You know, instead of making my Lenten discipline something like, oh, say, praying for peace and an end to poverty every day, *I* the great Chanelbaby am thinking of adopting the Lenten discipline that will bring me more attention.  But in my defense, I have to say I am NOT a terribly disciplined person and one of my goals for the year (which I commemmorated at Imbolc hooray for Pagans) is to "Give Discipline a Try" and if one is going to attempt to be disciplined at something, it ought to be at something that one actually enjoys doing but never seems to get around to doing, like knitting or blogging or planning a wedding.

Well.  Let’s see how it goes.  The LAST Lenten discipline I took up was to give up CHEESE and that lasted all of three days.

Cosy

I have been sick all weekend.  It has been quite a challenge to slow all the way down to a crawl and lay on my ass on the sofa, watching Australian Open Tennis (that part has been fun) and force-feed myself liquids and that ghastly ghastly Airborne fizzy crap, and eat even though I am not hungry.  Bartender Dude is a wise old sage about this stuff and I am on bed rest at his command, following his orders.  I have been sleeping more than a NEWBORN.  Let me just outline this for you:

Friday night: in bed at 11 pm
[ELEVEN PM???? ARE YOU FREAKING KIDDING ME? HOW LAME AM I?]

Saturday: up at 2 pm
[no, I am not making this up]

Saturday: in bed at 7 pm
[HOLY MOTHER OF OUR LORD HAS THE WORLD STOPPED SPINNING?  Also, I had to give up A DINNER PARTY.  Yes.  Bartender Dude got all hotted up — mmm he looked GOOOOOD — and trotted off to The Professor’s for a dinner party with MY FRIENDS WITHOUT ME.  I didn’t even drink anything all day.]

Saturday: back up at 11 pm
[watching more Australian Open tennis, two amazing matches, and reading wedding magazines, and having minor wedding planning meltdowns, to wit: "oh no I can’t afford lobster creme brulee and a dessert buffet and tables draped in saris oh no how can I get out of bed in the morning and show my face to the civilised world woe is meeeeeeeeeeeeee."  Please slap me now, NOW when I can still be reasoned with.]

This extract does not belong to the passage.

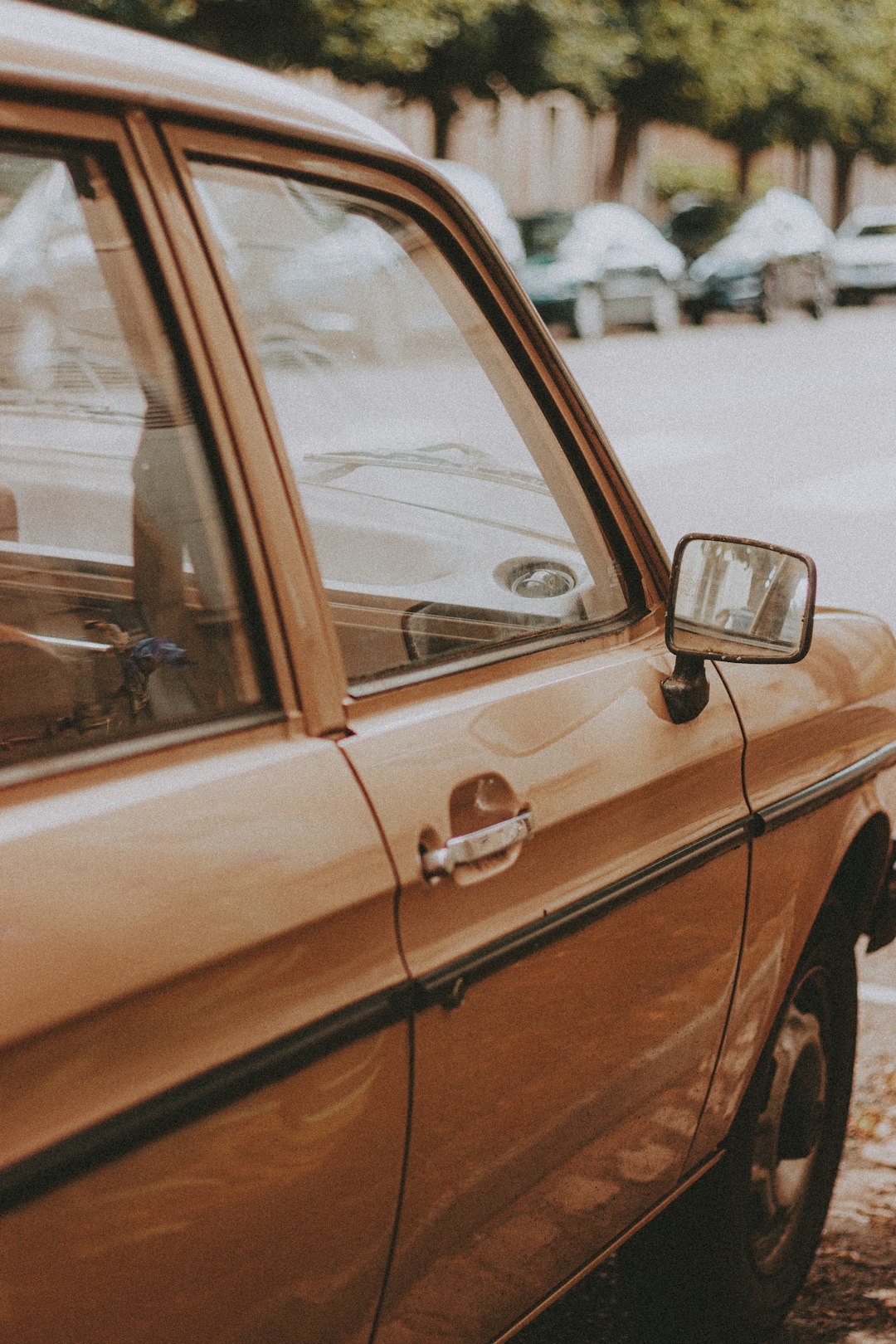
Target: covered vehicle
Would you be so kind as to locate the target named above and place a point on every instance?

Saturday: [calling BD frantically "where are you I am bored it is 3 am come home and entertain me" and BD answering via text "go to bed you sick woman I will come home when I am done having a good time and drinking" damn I love that man] back in bed, 4 am

Sunday: up at noon
[THAT’S more like it]

So now it is Sunday evening, and I am sitting in my cosy sitting room, watching the snow fall outside our windows, and eating potato chips and drinking gin (FINALLY I am feeling better) watching yet MORE Australian Open tennis and thinking about calling The Cartographer, since I have cracked the case and figured out what COLOUR SCHEME I want for my wedding because I am such a clever clogs.  (Incidentally, I called The Professor today, to generally get the de-brief on the dinner party I missed plus bore him with wedding details I have been thinking about, and he said — you have succumbed to The Machine.  FIGHT AGAINST THE MACHINE — meaning, the machine of the wedding industry, that sucks you in and forces you to sign over your first born child to catering servitude.  But I said, it is too late.  Save Yourselves!!!!)

Life is good.

Well, unless you are Martina Hingis and getting the shit beat out of you by a small Chinese chic.